Cyberattacks cost businesses an average of $2 million per year, according to Symantec’s 2010 State of Enterprise Security (PDF) study. For large companies, the average loss was $2.8 million a year. Seventy-five percent of surveyed companies had experienced cyber attacks in the last 12 months. Forty-one percent of these attacks were “somewhat/highly effective.” Twenty-nine percent of companies saw an increase in cyberattacks in 2009, and every single one of the 2,100 companies surveyed by Symantec experienced cyber losses in 2009. The most common attacks were theft of customers' personally identifiable information, downtime of environment, theft of intellectual property and theft of costumer credit card information. In 92 percent of the cases, this led most commonly to loss of productivity, lost revenue and loss of company trust.

Enterprise security is often understaffed. The most impacted areas are network security (44 percent), endpoint security (44 percent), and messaging security (39 percent).

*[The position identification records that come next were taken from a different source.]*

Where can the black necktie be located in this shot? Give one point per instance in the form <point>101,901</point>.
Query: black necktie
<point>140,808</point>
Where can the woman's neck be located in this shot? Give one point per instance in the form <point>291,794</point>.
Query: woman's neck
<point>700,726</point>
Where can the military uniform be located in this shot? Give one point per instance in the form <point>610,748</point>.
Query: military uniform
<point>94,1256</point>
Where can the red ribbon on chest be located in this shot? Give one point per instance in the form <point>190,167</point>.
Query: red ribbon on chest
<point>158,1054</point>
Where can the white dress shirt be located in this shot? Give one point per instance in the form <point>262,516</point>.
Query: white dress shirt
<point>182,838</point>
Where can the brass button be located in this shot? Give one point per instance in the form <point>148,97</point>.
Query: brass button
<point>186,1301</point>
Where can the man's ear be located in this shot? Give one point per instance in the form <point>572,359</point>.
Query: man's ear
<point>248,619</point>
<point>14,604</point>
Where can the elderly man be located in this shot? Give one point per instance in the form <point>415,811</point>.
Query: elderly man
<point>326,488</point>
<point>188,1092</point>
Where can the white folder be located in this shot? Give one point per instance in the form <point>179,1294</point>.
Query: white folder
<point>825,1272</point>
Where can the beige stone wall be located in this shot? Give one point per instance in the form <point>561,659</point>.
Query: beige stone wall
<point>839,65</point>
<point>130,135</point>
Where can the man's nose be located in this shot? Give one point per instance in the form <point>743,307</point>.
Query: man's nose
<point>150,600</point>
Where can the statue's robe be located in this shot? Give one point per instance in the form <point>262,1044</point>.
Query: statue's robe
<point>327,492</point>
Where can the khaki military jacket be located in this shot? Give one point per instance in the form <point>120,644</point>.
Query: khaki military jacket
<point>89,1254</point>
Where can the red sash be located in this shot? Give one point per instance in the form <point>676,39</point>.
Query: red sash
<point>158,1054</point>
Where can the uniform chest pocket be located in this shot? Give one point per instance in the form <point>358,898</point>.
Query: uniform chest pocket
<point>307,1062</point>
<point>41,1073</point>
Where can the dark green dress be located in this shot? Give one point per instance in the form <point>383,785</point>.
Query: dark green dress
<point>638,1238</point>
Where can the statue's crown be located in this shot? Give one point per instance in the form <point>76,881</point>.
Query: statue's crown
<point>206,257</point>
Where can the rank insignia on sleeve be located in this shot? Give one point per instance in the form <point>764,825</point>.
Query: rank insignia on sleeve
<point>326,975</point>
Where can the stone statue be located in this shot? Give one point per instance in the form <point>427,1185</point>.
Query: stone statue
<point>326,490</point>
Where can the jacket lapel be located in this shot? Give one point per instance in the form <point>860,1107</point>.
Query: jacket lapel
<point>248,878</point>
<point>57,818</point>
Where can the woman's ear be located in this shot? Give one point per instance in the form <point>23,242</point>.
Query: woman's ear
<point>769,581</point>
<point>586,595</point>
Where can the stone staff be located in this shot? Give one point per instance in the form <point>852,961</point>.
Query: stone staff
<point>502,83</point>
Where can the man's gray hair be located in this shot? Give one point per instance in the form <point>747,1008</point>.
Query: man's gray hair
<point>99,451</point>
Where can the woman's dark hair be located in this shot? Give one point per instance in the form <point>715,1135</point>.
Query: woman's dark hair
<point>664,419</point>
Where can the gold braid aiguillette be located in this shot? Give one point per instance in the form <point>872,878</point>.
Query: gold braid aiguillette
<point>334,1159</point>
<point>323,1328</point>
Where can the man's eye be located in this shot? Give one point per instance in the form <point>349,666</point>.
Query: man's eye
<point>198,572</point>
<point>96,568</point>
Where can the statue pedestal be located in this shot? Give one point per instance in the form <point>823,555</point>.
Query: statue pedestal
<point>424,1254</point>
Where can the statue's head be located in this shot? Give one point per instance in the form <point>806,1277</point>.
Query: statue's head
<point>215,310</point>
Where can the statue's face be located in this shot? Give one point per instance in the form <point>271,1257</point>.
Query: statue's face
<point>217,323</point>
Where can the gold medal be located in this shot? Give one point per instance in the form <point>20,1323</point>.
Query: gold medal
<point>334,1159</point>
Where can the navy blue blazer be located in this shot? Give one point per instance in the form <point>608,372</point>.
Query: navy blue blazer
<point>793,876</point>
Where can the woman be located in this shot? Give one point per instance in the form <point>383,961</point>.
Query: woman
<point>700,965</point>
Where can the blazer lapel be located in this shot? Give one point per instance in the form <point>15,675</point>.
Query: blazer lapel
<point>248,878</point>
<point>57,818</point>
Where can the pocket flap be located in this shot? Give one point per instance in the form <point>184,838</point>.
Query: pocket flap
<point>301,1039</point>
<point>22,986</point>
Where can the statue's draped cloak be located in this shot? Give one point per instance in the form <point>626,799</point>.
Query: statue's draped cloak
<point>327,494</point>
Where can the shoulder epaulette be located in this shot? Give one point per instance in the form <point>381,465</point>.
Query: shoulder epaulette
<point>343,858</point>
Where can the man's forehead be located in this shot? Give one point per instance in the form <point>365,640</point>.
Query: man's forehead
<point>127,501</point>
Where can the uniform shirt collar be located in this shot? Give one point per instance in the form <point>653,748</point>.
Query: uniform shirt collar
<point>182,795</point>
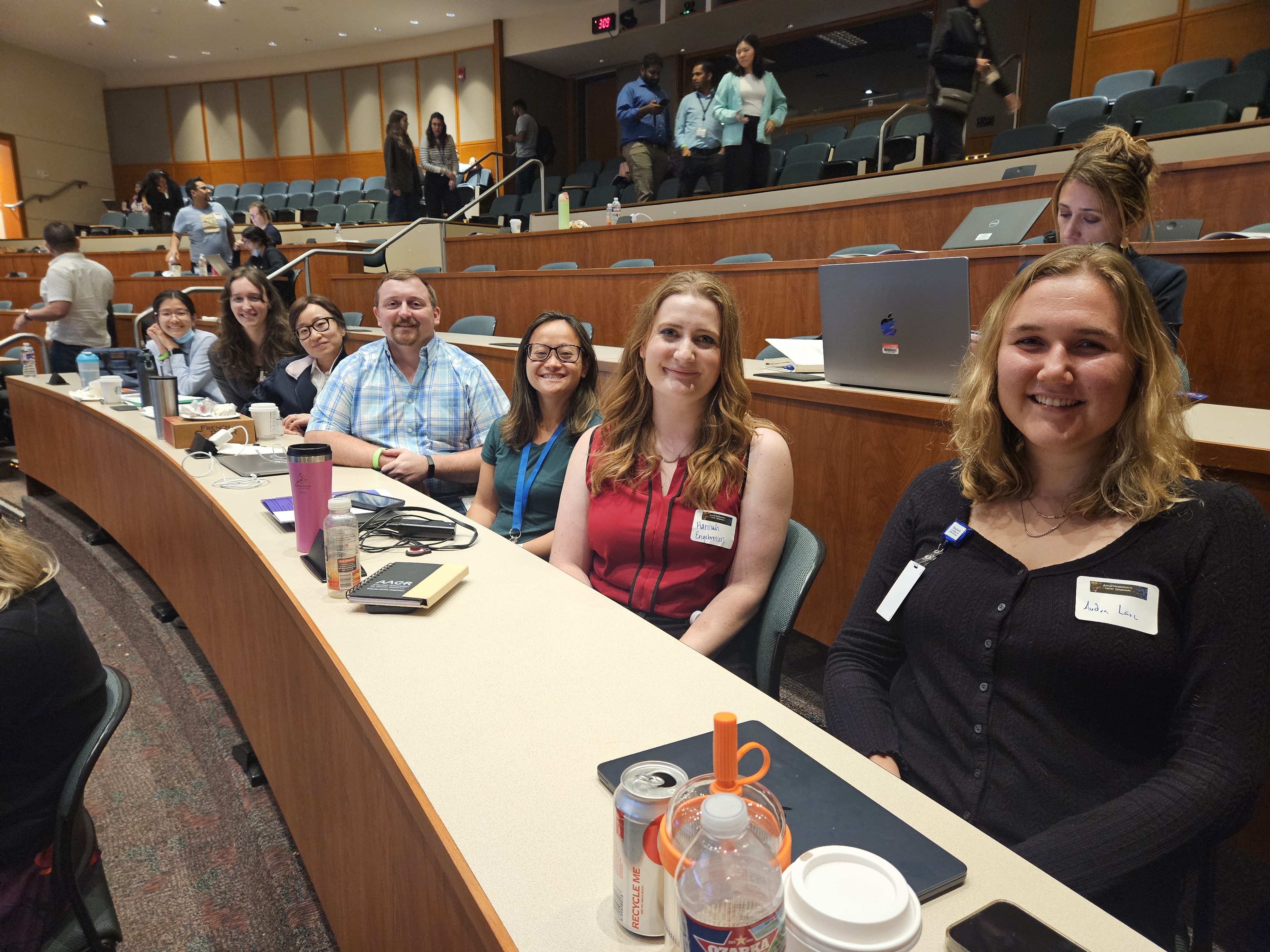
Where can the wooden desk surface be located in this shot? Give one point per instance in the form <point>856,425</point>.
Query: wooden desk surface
<point>422,760</point>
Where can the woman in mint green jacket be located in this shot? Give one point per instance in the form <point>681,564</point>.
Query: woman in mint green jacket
<point>750,105</point>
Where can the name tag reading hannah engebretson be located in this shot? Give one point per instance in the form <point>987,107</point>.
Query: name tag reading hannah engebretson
<point>954,536</point>
<point>1127,605</point>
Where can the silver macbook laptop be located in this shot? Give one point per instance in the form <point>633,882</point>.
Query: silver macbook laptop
<point>896,326</point>
<point>991,225</point>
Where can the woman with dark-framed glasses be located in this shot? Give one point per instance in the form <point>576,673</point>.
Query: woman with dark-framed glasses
<point>297,381</point>
<point>528,450</point>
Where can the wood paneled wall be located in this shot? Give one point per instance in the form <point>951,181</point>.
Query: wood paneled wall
<point>1227,194</point>
<point>1189,32</point>
<point>1227,284</point>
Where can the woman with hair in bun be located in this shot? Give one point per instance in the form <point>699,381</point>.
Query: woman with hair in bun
<point>1081,668</point>
<point>1106,197</point>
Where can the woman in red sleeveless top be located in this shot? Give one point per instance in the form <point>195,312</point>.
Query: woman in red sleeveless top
<point>679,505</point>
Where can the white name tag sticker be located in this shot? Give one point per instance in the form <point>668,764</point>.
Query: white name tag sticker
<point>714,529</point>
<point>1121,602</point>
<point>900,591</point>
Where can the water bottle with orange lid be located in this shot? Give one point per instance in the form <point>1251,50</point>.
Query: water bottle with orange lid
<point>683,822</point>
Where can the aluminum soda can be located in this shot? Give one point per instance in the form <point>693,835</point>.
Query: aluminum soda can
<point>639,805</point>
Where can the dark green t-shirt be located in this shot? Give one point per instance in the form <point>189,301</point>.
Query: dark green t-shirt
<point>544,498</point>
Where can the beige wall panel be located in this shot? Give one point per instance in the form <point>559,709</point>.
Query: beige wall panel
<point>222,112</point>
<point>363,101</point>
<point>137,121</point>
<point>436,92</point>
<point>477,96</point>
<point>401,93</point>
<point>291,107</point>
<point>256,112</point>
<point>1109,15</point>
<point>327,109</point>
<point>187,125</point>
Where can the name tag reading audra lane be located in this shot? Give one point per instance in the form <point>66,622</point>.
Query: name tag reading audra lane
<point>1121,602</point>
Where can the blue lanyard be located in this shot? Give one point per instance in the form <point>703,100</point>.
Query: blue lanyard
<point>523,483</point>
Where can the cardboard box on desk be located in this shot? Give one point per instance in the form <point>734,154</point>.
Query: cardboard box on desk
<point>181,432</point>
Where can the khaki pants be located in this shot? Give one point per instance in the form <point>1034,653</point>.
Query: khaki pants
<point>648,168</point>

What also makes security difficult is that two of the most vulnerable technologies are also two of the hottest: cloud computing and virtualization.

In order to strengthen enterprise security, Symantec recommends that companies be much more proactive.

“The costs of cyber attacks are financial, brand, stock price and a lot of other things as well," said one respondent to Symantec's survey. "But the biggest cost is a ruined reputation. Who wants to do business with a company that cannot protect their customers’ information?”

One of the problems with enterprise security is that the every new technology that’s adopted not only brings about security risks, it also requires users a good amount of time to learn how to use it safely (see: Facebook). The further advanced the technology becomes and the more it penetrates new aspects of our lives (what location we’re checking into, for example), the ramifications of security breaches become increasingly severe.

Researchers at Rutgers University have recently shown that smartphones can be activated by malicious code to record meetings and track people via GPS. While many people and enterprises don’t seem to take security as seriously as they should, they should be aware that vulnerabilities to cyberattack grow exponentially every time a new technology is introduced and adopted.